At one point, he gives a talk/reading at a planetarium, and there are about 20 people in folding chairs in the room, which I, personally, found very very realistic.

But then, about 3/4 into the movie, it goes off the rails. His agent (over a round of golf) informs him that the publisher is flying out to California and holding some enormous black tie function in Hollywood, the sole purpose of which seems to be for John to “ritualistically hand over the first draft” of the sequel. Which seems like a lot of money for a publisher to spend on a publicity stunt with no product to push, but whatever. We’ll pretend it coincides with the release of the paperback of Dracobahn, or the wrap party for the movie, or something.

So he shows up at this party, clutching what is supposed to be the manuscript, though it can’t be more than 25 pages long and is bound in one of those red pleather Kinkos covers I used for my senior thesis. I couldn’t get over this, no matter how many times Sailor Boy told me to shut up and watch the movie. Perhaps it’s because I’ve been doing proofs, and my nice, compact, 75k manuscript is a massive massive pile of paper on my desk. There is no way anyone can buy that as a manuscript. And the binding?

(SB wants you all to know that he did point out that the binding might be an affectation, like the “ritualistic handing over” of the draft. Which sure. Maybe. But then those 25 pages are ritualistic, too.)

Nobody notices him, though there are probably a hundred or more people in the room, listening to the chamber orchestra, drinking wine, and milling about in front of an enormous poster of his face (John says he looks like Chairman Mao.)

At this point the publisher swans up to him, calls for attention from the audience, and goes “This is [John Cusack]. And he’s brilliant.” The speech being apparently over, she grabs the manuscript out of his hands and everyone, apropos of nothing, goes back to milling. Whereupon the publisher introduces him — introduces him! — to his publicist. Um, he’s never met his publicist before? But he’s all chummy with the publisher? Is she also his editor? Is he with a small press?

In passing, the slim, slim, maybe 175 page trade paperbacks (ostensibly of Dracobahn) placed all over the room do in fact, indicate a tiny, tiny press, since the cover and the sizing had the distinct POD look to them. It was some sort of neon orange and yellow planetary (like a closeup of a pastel artist’s rendition of Jupiter) color wash with white text. Very odd looking. Not at all what one would expect of a major bestseller.

Anyway, what comes after is a bit of a spoiler, but it’s also really odd, though perhaps not anything to compare to the non-event black tie gala, ritualistic draft-handing, short bound-manuscript-having, publicist-introducing, ugly book-pushing, bizarre truncated speech-giving shenanigans that went before.

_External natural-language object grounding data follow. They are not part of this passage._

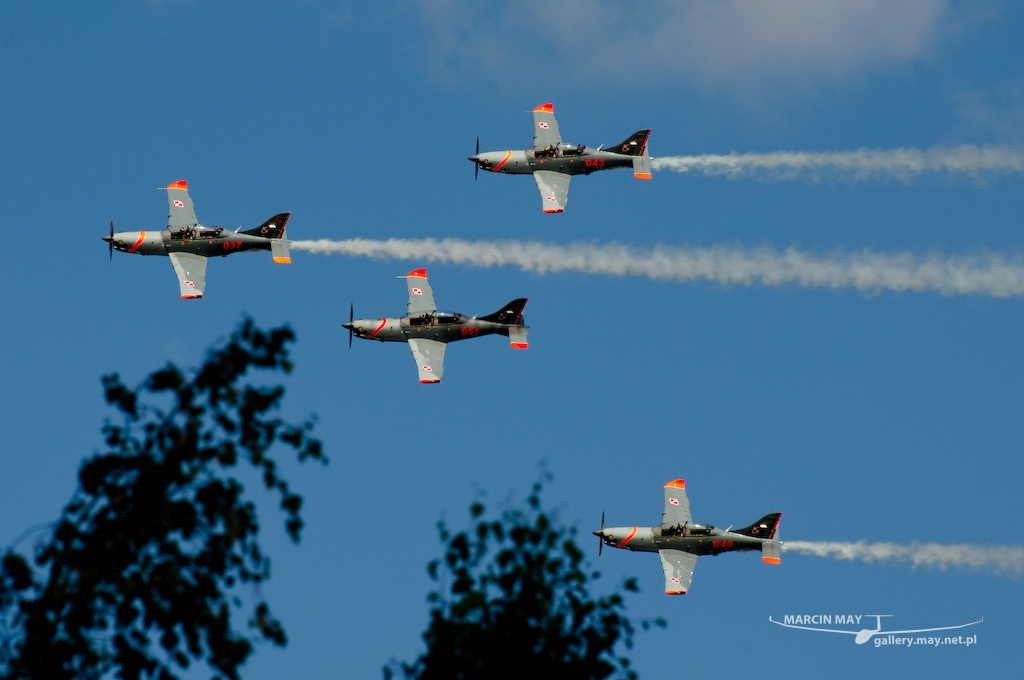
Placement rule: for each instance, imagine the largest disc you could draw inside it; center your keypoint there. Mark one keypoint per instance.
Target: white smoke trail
(861, 164)
(949, 274)
(997, 558)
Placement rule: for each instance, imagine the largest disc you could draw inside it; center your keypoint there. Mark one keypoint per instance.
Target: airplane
(679, 541)
(428, 331)
(553, 163)
(189, 244)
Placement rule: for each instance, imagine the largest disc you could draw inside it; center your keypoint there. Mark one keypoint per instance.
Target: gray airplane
(188, 244)
(679, 541)
(428, 331)
(553, 163)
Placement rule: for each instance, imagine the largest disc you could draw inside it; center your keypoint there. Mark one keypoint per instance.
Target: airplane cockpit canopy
(437, 317)
(442, 317)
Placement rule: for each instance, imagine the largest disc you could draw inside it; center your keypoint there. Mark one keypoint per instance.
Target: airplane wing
(677, 506)
(190, 270)
(429, 355)
(181, 211)
(678, 566)
(554, 188)
(546, 127)
(421, 298)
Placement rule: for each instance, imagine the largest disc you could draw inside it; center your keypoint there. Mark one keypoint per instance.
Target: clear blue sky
(890, 417)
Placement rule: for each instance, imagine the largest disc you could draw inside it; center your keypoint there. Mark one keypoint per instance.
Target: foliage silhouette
(518, 605)
(143, 568)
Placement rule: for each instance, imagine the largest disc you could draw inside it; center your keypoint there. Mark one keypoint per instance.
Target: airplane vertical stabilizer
(280, 251)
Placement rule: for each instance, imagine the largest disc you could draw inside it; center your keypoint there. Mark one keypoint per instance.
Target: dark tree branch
(137, 577)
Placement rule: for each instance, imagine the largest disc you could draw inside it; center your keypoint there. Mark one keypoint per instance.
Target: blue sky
(890, 417)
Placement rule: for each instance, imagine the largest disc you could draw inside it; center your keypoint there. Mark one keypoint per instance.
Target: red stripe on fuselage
(137, 243)
(383, 324)
(505, 160)
(628, 538)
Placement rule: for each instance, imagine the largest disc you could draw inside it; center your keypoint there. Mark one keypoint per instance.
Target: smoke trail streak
(864, 270)
(861, 164)
(934, 555)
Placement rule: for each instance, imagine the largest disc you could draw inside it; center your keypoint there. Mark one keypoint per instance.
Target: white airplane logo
(866, 634)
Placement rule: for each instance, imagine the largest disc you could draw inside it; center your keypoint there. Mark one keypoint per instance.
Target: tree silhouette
(143, 571)
(517, 604)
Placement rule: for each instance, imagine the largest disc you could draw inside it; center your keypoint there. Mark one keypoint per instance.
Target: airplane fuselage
(200, 240)
(693, 539)
(567, 159)
(442, 327)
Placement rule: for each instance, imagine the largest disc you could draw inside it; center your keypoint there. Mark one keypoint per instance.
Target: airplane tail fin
(510, 313)
(636, 144)
(771, 552)
(271, 228)
(762, 528)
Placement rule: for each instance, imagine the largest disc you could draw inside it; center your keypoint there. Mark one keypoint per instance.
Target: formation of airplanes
(427, 330)
(679, 541)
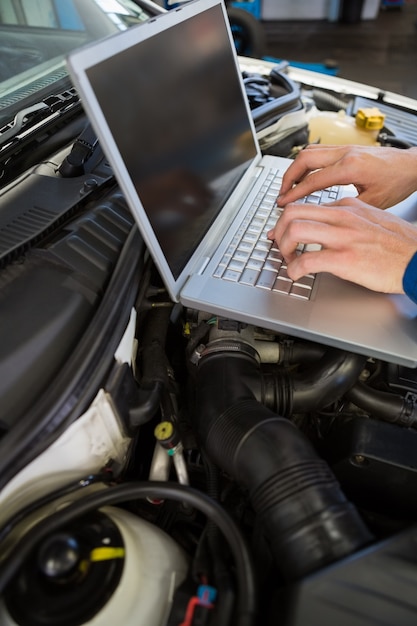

Had to get that off my chest. Just so you know — the book business isn’t like that. Manuscripts never look like that, and I wish Hollywood would stop making it out like it was. The most realistic interpretation I’ve seen of writing in a major motion picture was Romancing the Stone. She lived in a normal-sized apartment, with a normal life, and would meet her editor out at a bar for normal drinks because they both lived in Manhattan. (The bit at the end where she stood in her editor’s office while she read the book was a little odd, but the rest of it seemed very on target to me!)

I can’t speak for the treasure hunting portion, though.